A simile is a direct comparison using like or as.
“I mounted into the window-seat: gathering up my feet, I sat cross-legged like a Turk;
and, having drawn the red moreen curtain nearly close, I was shrined in double
retirement”. “All John Reed’s violent tyrannies, all his sisters’ proud indifference, all
his mother’s aversion, all the servants’ partiality, turned up in my disturbed mind like
a dark deposit in a turbid well”. “I heard the rain still beating continuously on the
staircase window, and the wind howling in the grove behind the hall; I grew by
degrees cold as a stone, and then my courage sank”.

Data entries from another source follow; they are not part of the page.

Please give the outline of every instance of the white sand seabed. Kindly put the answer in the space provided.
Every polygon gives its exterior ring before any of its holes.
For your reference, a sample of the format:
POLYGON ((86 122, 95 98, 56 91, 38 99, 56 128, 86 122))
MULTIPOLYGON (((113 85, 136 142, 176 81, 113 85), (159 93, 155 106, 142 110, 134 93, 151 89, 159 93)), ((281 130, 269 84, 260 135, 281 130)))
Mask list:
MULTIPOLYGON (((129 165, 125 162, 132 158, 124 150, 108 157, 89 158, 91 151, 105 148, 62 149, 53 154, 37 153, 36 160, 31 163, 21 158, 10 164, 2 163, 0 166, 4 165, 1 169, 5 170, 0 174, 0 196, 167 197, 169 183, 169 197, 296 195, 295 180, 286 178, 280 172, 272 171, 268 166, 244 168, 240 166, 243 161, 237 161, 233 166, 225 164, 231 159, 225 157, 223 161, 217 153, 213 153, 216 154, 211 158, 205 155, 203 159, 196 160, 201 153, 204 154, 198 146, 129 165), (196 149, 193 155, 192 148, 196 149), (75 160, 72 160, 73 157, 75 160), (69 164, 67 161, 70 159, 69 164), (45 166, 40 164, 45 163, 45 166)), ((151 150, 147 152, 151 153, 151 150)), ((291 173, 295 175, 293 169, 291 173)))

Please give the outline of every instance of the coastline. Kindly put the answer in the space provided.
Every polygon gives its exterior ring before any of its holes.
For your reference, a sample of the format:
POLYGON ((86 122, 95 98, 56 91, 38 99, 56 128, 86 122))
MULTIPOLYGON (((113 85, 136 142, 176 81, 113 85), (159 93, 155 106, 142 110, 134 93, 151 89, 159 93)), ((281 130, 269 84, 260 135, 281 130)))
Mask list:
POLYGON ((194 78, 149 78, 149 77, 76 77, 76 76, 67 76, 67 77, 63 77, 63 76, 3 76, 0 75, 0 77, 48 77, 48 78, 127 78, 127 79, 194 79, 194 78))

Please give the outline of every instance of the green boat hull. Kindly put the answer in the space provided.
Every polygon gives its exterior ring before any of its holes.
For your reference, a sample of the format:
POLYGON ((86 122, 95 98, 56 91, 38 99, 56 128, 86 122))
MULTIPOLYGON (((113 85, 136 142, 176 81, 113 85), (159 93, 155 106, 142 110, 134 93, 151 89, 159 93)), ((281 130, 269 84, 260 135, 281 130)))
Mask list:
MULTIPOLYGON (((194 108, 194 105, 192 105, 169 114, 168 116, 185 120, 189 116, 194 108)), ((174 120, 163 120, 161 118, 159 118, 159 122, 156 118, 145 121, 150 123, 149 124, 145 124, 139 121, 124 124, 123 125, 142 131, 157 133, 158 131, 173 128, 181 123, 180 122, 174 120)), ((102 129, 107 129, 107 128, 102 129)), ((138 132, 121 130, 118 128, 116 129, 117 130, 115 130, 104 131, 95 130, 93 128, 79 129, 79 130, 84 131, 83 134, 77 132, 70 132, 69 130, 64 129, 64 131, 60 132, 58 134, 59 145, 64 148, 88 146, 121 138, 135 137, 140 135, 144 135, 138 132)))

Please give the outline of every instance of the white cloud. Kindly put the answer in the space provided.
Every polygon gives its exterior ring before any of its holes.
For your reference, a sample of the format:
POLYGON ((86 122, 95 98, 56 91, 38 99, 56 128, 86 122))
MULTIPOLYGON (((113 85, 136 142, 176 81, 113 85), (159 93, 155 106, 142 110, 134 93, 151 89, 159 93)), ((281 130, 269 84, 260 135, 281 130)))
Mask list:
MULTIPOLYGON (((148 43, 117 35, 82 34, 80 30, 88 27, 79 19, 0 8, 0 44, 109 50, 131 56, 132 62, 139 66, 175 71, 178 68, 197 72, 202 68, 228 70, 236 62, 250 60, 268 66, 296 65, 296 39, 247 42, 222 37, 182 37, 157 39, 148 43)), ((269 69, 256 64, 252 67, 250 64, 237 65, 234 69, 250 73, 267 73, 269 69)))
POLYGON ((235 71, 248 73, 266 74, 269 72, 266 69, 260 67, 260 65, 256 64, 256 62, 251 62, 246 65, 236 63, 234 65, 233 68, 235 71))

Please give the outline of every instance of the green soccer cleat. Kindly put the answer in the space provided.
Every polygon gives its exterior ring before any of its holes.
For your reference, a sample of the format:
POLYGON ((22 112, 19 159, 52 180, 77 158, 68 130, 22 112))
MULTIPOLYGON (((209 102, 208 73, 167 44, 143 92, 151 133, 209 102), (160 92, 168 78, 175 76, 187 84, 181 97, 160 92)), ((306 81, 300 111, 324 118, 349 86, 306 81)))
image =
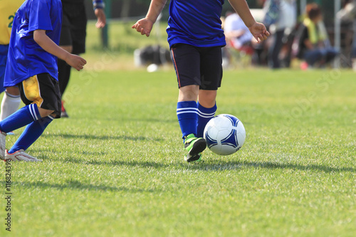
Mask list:
POLYGON ((206 142, 202 137, 196 137, 194 134, 189 134, 184 138, 184 149, 189 151, 184 160, 187 162, 199 161, 201 152, 206 148, 206 142))

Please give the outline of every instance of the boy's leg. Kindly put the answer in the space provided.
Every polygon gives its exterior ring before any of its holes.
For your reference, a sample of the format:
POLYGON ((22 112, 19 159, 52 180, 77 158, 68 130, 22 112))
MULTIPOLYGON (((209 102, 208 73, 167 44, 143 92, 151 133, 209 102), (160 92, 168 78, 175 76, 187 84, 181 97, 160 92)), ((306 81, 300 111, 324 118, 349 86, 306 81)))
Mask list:
POLYGON ((19 109, 21 103, 20 92, 17 86, 6 88, 1 102, 0 121, 10 116, 19 109))
POLYGON ((37 105, 31 104, 15 112, 0 122, 0 159, 4 159, 6 149, 6 135, 41 118, 37 105))
POLYGON ((221 84, 222 58, 220 47, 212 47, 201 51, 200 85, 198 102, 197 135, 202 137, 206 123, 216 112, 217 89, 221 84))
POLYGON ((200 159, 201 152, 206 147, 205 140, 197 138, 198 122, 197 100, 200 80, 200 53, 196 47, 177 44, 172 47, 172 58, 176 70, 179 95, 177 105, 177 116, 188 154, 188 162, 200 159))
MULTIPOLYGON (((39 74, 23 81, 20 84, 20 92, 25 104, 32 102, 26 105, 25 108, 28 107, 31 115, 34 114, 36 119, 30 122, 33 122, 25 129, 14 146, 10 149, 10 154, 27 149, 41 136, 53 117, 61 117, 61 95, 58 82, 49 74, 39 74), (36 112, 33 113, 33 111, 36 112), (50 114, 51 117, 47 117, 50 114)), ((23 110, 23 109, 19 111, 23 110)), ((14 117, 17 113, 0 122, 0 125, 8 120, 9 124, 16 122, 19 125, 19 121, 16 121, 14 117)), ((24 112, 21 112, 21 115, 26 117, 24 112)), ((29 119, 27 121, 29 121, 29 119)), ((26 125, 23 123, 24 122, 21 124, 23 126, 26 125)))
MULTIPOLYGON (((208 92, 207 90, 201 90, 199 93, 199 101, 204 101, 203 98, 205 96, 203 95, 205 94, 205 92, 208 92)), ((216 92, 216 91, 215 91, 216 92)), ((216 95, 216 94, 215 94, 216 95)), ((198 125, 197 125, 197 137, 204 137, 204 130, 205 129, 205 126, 208 123, 208 122, 214 117, 215 115, 215 112, 216 112, 216 104, 214 102, 214 105, 211 106, 211 104, 204 104, 201 105, 199 101, 197 102, 198 105, 198 125)), ((214 97, 215 102, 215 97, 214 97)))
POLYGON ((42 117, 38 120, 32 122, 26 126, 20 137, 17 139, 11 149, 9 150, 9 154, 23 149, 26 151, 36 140, 40 137, 47 126, 53 120, 51 115, 42 117))

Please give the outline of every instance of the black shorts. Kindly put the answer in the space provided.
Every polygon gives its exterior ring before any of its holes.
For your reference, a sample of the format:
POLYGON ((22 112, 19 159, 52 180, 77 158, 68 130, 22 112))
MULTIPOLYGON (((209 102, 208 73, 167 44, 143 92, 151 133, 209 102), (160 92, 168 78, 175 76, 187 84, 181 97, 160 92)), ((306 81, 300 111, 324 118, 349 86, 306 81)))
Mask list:
POLYGON ((61 117, 59 83, 48 73, 35 75, 17 85, 21 98, 26 105, 36 104, 38 107, 54 110, 56 118, 61 117))
POLYGON ((63 2, 63 20, 60 46, 73 46, 72 53, 85 52, 87 17, 84 4, 63 2))
POLYGON ((198 85, 200 90, 216 90, 221 85, 221 47, 196 47, 177 43, 171 48, 178 87, 198 85))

1. My seat, to which Bessie and the bitter miss abbot had left me
riveted, was a low ottoman near the marble chimney -piece; the bed
rose before me; to my right hand there was the high, dark
wardrobe, with subdued, broken reflections varying the gloss of its
panels; to my left were the muffled windows; a great looking -glass
between them repeated the vacant majesty of the bed and room.
Ottoman
; (Merriam Webster dictionary) a low piece of furniture that has soft
top and that you can put your feet on when you are sitting
;introduced into Europe in the late 18th century from Turkey, where,
piled with cushions, it was the central piece of domestic seating.
2. .... nestling in a wreath of convolvuli and
rosebuds,
convolvuli ; (finedictionary.com) a twining plant with trumpet-shaped flowers, some
kinds of which (such as bindweed) are invasive weeds, while others, especially
morning glories, are cultivated for their bright flowers.